[pypy-dev] Great experience with PyPy

Thu Feb 7 12:55:42 CET 2013

Hi,

I would like to share short story with you and share what we have
accomplished with PyPy and its friends so far.

Company that I have worked for last 7 months (intentionally unnamed)
gave me absolute permission to pick up technologies on which we based
our solution. What we do is: crawl for PDFs and newspapers articles,
download, translate them if needed, OCR if needed, do extensive
analysis of downloaded PDFs and articles, store them in more organized
structures for faster querying, search for them and generate bunch of
complex reports.

>From very beginning I decided to go with PyPy no matter what. What we
picked is following:
* Flask for web framework, and few of its extensions such as
Flask-Login, Flask-Principal, Flask-WTF, Flask-Mail, etc.
* Cassandra as database because of its features and great experience
with it.
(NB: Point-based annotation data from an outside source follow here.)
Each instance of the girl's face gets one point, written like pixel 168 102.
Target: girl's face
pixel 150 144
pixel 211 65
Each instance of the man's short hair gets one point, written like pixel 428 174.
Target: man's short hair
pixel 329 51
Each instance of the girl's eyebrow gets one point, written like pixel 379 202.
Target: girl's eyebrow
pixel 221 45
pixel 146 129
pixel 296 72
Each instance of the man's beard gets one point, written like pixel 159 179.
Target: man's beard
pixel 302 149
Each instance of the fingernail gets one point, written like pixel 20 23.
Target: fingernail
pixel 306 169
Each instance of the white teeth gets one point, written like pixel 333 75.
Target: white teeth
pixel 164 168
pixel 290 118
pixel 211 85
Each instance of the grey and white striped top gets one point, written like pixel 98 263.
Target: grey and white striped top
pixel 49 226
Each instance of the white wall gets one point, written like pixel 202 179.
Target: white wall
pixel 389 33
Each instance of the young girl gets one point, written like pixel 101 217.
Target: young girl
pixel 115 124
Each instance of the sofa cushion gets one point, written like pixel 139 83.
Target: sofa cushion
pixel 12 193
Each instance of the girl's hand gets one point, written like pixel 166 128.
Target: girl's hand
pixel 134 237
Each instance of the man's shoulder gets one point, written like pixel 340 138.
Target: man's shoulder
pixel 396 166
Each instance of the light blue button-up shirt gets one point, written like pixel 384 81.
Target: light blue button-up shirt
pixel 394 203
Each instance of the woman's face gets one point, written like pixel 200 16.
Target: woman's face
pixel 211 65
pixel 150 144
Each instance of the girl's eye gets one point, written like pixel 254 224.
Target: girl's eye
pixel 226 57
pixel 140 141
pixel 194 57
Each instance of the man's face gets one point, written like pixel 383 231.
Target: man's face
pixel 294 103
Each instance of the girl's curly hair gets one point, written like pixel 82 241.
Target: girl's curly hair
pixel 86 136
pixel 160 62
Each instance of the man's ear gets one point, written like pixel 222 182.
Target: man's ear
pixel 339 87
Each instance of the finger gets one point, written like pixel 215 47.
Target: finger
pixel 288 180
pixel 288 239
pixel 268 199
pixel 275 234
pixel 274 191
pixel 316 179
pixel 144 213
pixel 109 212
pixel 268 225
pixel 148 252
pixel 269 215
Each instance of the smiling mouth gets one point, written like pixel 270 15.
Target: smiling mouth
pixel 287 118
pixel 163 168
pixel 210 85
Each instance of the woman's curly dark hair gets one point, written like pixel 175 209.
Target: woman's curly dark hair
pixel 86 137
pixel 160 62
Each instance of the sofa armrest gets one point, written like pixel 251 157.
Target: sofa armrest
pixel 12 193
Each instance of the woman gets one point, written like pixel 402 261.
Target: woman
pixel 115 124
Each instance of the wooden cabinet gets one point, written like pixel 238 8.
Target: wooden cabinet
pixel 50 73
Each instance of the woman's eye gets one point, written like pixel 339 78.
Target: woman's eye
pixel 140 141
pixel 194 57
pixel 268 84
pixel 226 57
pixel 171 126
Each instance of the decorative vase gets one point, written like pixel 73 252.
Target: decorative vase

PyCassa is used as client to talk to Cassandra server.
* ElasticSearch as distributed search engine, and its client library pyes.
* Whoosh as search engine, but with some modifications to support
Cassandra as storage and distributed locking.
* Redis, and its client library redis-py, for caching and to speed up
common auto-completion patterns.
* ZooKeeper, and its client library Kazoo, for distributed locking
which plays essential role in system for transaction-like behavior
over many services at once.
* Celery in conjunction with RabbitMQ for task distribution.
* Sentry for error logging.

What we have developed on our own are wrappers and clients for:
* Moses which is language translator
* Tesseract which is OCR engine
* Cassandra store for Whoosh
* wkhtmltopdf and wkhtmltoimage which are used for conversion of HTML
to PDF/Image
* etc

Now when product is finished and in final testing phase, I can say
that we did not regret because we used PyPy and stack around it.
Typical speed improvement is 2x-3x over CPython in our case, but
anyway we are mostly IO and memory bound, expect for Celery workers
where we do analysis which are again many small CPU intensive tasks
that are exchanged via RabbitMQ. Another reason why we don't see
speedup us is that we are dependent on external software (servers)
written in Erlang and Java.

I'm already planing to do Cassandra (distributed key/value only
database without index features), ZooKeeper, Redis and ElasticSearch
ports in Python for next projects, and hopefully opensource them.

Regards,
Marko Tasic